Earlier, when Bernardo called for a march on the bridge, Amber Sweetwater, at his side, rang up a number on her cell phone. She was calling a fellow ALA foot soldier waiting with another group—and another pack of dogs—on the Brooklyn side. At her signal, these dogs were released amid the Manhattan-bound bridge traffic, unimpeded by police, who had not foreseen a two-front war.

The ensuing chaos was wild. With the Brooklyn Bridge effectively shut down as the evening rush hour began, traffic backed up throughout downtown Manhattan and soon there was a snarl that spread to the East River Drive and the other spans to Brooklyn and Queens.

The tie-up did not end there. Throughout Manhattan, mini-buses ferrying pilots and flight attendants from their hotels to La Guardia and Kennedy Airports were stalled. Countless early evening departures to other American cities and overnight flights to Europe were canceled for lack of crews—or for that matter, passengers, who were also caught in the gridlock. By midevening air traffic throughout the country and in much of Europe was in a tangle rivaling the land-bound one in New York, with incoming flights halted before taking off in Chicago or Los Angeles or diverted to Philadelphia or Boston. The Animal Liberation Army had effectively disrupted a good part of the Free World.

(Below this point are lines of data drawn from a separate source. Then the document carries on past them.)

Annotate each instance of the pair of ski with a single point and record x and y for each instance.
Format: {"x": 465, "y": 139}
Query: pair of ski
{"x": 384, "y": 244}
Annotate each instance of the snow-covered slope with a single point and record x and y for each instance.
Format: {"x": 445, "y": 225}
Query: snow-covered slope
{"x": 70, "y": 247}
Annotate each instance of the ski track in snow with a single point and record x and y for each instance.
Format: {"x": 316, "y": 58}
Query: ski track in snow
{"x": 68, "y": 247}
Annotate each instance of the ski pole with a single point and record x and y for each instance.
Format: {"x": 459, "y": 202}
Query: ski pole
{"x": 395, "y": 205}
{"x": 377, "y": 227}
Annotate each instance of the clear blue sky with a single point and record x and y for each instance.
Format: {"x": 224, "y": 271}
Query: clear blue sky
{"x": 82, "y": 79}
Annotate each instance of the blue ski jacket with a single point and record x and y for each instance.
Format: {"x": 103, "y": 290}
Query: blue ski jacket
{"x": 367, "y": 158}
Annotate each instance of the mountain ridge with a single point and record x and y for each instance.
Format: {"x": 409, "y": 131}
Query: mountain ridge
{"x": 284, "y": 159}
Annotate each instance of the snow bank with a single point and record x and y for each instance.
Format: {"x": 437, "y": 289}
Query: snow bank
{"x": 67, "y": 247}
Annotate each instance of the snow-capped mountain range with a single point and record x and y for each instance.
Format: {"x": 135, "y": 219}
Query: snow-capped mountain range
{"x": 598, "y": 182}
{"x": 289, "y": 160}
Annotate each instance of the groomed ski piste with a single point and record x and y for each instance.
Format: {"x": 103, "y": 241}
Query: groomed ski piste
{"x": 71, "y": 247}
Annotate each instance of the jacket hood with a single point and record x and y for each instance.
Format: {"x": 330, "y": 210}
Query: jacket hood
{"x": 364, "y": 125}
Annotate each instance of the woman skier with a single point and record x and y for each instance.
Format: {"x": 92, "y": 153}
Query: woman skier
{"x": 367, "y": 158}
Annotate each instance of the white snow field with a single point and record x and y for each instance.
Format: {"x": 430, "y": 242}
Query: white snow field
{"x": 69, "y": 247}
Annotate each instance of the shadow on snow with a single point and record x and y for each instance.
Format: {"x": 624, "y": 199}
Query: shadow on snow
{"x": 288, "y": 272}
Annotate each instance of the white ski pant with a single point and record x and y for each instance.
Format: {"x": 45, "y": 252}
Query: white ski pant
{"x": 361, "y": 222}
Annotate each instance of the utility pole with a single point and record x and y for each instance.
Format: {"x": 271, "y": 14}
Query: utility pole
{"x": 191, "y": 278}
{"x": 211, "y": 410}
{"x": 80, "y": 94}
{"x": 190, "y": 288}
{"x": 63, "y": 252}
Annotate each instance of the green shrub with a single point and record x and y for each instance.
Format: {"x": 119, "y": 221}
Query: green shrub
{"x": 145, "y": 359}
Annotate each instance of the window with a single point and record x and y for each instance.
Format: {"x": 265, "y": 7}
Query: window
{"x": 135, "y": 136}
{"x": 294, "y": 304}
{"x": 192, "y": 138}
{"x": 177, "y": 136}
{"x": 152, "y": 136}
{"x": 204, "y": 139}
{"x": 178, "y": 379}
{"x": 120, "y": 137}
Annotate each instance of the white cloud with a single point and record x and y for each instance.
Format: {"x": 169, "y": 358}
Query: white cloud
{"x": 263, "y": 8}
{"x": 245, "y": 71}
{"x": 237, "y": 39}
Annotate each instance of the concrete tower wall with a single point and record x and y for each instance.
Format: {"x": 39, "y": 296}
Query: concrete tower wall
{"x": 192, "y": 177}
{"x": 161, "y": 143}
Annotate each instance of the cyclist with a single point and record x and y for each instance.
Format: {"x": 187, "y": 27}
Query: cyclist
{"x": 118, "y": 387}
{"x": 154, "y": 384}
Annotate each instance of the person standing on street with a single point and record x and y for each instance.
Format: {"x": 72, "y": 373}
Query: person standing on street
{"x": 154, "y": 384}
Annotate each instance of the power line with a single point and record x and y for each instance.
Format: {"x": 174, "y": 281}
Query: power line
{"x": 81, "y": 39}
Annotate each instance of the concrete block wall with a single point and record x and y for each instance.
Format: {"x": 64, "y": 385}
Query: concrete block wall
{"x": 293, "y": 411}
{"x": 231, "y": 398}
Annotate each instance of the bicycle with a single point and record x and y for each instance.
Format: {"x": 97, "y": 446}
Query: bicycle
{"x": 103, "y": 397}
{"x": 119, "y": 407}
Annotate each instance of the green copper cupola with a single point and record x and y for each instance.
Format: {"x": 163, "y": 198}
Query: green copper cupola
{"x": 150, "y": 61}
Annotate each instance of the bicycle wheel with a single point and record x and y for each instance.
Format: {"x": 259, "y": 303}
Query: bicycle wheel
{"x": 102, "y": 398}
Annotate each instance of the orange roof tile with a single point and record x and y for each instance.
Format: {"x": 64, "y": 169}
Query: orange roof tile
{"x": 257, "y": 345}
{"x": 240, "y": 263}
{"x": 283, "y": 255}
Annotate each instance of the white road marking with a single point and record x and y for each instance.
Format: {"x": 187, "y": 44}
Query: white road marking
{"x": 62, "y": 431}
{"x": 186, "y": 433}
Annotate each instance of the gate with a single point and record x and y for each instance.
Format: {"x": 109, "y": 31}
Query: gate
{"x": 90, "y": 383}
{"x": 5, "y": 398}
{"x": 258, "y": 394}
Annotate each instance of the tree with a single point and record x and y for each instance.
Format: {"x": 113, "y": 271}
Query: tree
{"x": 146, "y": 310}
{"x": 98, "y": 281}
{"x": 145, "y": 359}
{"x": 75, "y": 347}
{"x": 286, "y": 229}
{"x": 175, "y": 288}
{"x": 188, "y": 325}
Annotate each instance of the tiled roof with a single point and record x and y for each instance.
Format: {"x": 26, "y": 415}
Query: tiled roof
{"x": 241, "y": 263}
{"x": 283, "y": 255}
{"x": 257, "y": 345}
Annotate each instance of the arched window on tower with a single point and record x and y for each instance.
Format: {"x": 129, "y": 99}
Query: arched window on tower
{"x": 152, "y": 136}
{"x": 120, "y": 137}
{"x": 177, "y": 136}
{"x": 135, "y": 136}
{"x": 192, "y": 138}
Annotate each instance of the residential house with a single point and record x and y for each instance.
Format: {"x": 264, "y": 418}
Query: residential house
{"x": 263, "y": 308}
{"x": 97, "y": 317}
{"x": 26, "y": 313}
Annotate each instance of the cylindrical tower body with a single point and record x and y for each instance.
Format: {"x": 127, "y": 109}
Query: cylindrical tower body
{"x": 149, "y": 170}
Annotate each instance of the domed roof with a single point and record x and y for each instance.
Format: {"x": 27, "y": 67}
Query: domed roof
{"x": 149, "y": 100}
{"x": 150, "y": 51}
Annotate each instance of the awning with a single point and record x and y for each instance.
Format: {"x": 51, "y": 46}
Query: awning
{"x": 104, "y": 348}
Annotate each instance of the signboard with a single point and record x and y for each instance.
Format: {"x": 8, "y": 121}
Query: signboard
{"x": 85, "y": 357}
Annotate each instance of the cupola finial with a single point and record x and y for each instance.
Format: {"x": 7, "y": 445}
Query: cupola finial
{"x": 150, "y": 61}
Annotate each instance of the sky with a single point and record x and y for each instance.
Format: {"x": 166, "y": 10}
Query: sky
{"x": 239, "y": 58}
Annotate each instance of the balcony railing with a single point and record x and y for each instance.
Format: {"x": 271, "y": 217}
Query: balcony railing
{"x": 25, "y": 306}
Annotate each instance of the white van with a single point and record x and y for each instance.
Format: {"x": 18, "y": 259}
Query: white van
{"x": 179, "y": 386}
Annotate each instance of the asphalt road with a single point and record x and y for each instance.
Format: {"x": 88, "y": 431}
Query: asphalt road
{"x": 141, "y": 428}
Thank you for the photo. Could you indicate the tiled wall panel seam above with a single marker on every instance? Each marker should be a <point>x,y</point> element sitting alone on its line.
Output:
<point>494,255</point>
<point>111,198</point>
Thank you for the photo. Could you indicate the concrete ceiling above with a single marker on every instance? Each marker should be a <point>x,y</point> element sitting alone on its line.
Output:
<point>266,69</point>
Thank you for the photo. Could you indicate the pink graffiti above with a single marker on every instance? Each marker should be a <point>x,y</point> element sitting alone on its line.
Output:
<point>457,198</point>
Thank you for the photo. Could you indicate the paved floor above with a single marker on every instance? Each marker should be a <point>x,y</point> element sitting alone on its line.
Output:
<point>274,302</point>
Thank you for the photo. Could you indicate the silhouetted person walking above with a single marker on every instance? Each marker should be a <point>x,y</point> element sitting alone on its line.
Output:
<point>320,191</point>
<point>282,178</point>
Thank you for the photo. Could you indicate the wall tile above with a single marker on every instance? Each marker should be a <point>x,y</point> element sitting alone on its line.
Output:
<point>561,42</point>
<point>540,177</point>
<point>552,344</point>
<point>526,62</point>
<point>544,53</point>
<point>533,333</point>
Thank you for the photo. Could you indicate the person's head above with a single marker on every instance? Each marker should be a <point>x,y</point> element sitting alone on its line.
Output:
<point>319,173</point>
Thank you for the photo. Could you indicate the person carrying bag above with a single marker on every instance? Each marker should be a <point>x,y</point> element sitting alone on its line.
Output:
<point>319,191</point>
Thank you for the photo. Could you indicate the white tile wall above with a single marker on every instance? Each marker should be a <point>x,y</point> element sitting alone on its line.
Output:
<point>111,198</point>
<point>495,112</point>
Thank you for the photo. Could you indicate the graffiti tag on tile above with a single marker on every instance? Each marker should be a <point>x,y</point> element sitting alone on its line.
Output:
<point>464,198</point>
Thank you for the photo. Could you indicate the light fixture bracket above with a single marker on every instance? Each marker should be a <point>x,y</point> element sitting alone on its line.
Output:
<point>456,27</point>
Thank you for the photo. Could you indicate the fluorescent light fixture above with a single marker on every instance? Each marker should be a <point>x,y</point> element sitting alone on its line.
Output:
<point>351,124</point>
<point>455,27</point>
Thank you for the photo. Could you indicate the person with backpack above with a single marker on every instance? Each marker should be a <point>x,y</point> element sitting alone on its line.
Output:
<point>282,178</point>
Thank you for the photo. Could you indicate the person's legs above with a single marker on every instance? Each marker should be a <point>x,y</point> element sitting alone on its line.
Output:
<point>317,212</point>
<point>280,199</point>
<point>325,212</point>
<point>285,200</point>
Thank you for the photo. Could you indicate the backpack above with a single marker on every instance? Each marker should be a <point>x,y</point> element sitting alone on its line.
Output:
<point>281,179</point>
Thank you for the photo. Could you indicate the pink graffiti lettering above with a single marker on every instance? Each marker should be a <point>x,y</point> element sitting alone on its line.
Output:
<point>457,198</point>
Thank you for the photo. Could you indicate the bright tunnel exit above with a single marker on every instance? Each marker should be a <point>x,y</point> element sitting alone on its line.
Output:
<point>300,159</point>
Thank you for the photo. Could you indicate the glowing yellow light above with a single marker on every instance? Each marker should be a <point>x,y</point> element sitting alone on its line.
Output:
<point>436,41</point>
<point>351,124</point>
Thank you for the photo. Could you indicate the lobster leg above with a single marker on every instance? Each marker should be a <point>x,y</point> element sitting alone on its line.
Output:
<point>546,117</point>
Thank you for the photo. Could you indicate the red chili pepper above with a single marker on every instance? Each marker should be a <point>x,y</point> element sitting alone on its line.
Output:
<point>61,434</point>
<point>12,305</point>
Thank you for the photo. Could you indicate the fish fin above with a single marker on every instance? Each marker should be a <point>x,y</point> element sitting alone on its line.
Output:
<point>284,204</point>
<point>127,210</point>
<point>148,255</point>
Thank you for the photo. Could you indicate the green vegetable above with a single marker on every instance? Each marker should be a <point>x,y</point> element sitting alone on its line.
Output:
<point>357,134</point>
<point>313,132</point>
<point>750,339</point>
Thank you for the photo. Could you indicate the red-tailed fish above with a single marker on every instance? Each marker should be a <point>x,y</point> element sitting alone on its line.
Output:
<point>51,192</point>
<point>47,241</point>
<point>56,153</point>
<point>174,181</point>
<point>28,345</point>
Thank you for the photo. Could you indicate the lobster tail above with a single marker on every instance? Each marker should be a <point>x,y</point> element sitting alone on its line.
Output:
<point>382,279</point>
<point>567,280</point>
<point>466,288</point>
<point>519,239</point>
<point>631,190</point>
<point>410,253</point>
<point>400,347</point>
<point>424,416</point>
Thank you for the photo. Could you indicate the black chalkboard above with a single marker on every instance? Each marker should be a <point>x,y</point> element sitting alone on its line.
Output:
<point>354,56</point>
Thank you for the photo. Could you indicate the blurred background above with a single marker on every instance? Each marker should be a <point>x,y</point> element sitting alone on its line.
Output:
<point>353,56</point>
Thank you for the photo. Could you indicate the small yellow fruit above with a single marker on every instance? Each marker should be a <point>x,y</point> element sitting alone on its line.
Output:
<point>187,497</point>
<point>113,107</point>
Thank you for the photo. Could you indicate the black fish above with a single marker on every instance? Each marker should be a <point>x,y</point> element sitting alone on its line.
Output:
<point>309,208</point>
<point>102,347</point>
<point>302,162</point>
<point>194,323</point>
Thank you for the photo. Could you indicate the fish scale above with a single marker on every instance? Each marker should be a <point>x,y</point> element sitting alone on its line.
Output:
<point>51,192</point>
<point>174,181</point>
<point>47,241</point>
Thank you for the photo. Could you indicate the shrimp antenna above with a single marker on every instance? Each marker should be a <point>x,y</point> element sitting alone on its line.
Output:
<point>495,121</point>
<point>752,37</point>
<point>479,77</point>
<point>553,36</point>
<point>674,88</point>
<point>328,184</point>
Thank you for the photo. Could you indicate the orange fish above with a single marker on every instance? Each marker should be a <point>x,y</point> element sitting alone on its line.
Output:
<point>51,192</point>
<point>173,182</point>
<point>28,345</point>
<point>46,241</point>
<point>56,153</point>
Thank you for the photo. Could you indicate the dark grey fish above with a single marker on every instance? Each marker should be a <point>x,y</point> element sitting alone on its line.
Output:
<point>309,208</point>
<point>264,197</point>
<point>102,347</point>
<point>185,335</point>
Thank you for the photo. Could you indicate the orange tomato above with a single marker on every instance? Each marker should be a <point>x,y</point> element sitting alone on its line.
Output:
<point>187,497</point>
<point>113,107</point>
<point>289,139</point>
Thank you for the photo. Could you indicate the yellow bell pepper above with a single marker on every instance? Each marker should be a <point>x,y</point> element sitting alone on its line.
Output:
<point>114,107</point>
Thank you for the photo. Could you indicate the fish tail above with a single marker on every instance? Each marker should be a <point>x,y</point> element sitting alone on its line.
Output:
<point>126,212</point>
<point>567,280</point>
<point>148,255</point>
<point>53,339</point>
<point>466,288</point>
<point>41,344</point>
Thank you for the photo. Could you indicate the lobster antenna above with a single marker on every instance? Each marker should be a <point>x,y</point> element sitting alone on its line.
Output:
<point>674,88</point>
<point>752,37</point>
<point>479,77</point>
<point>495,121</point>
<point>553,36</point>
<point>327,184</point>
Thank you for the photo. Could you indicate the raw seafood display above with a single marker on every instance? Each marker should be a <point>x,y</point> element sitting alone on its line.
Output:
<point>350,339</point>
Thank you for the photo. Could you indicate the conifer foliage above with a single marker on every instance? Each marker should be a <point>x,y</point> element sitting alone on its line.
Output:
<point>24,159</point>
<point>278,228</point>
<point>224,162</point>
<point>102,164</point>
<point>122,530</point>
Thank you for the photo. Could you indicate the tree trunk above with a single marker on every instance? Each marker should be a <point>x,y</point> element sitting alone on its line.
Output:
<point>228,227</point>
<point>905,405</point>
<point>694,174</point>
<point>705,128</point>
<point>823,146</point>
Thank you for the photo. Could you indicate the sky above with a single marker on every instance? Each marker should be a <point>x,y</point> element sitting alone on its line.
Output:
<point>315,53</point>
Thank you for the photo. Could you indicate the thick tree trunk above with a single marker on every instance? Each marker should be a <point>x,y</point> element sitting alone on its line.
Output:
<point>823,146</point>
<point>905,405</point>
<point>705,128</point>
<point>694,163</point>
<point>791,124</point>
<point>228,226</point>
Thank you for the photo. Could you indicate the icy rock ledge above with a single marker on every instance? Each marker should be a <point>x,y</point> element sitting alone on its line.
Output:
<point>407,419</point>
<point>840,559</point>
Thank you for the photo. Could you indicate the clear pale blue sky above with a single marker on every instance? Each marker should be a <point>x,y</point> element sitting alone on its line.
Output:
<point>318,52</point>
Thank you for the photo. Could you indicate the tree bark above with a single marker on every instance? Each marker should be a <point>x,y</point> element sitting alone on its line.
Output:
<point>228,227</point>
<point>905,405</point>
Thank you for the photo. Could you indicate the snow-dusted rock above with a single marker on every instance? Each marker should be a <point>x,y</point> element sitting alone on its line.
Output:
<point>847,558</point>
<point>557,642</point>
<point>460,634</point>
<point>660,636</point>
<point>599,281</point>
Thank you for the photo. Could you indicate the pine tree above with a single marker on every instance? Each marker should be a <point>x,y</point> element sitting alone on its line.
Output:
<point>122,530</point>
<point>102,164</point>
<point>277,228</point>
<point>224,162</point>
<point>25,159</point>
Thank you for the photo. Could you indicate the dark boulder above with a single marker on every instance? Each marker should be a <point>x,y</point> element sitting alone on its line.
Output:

Unable to travel by car to Gracie Mansion, Eldon was hustled out of City Hall and onto the uptown subway by a heavily augmented detail of police. By the time he got home, walking the last blocks from the 86th Street subway station, the blaring of car horns from helpless and angry motorists on the East River Drive was deafening, even inside the mansion with the windows closed. He longed for a drink or two—or more—with Leaky, but realized that would hardly be responsible behavior when besieged law enforcement officers were trying desperately to untie the biggest traffic jam in the history of New York City.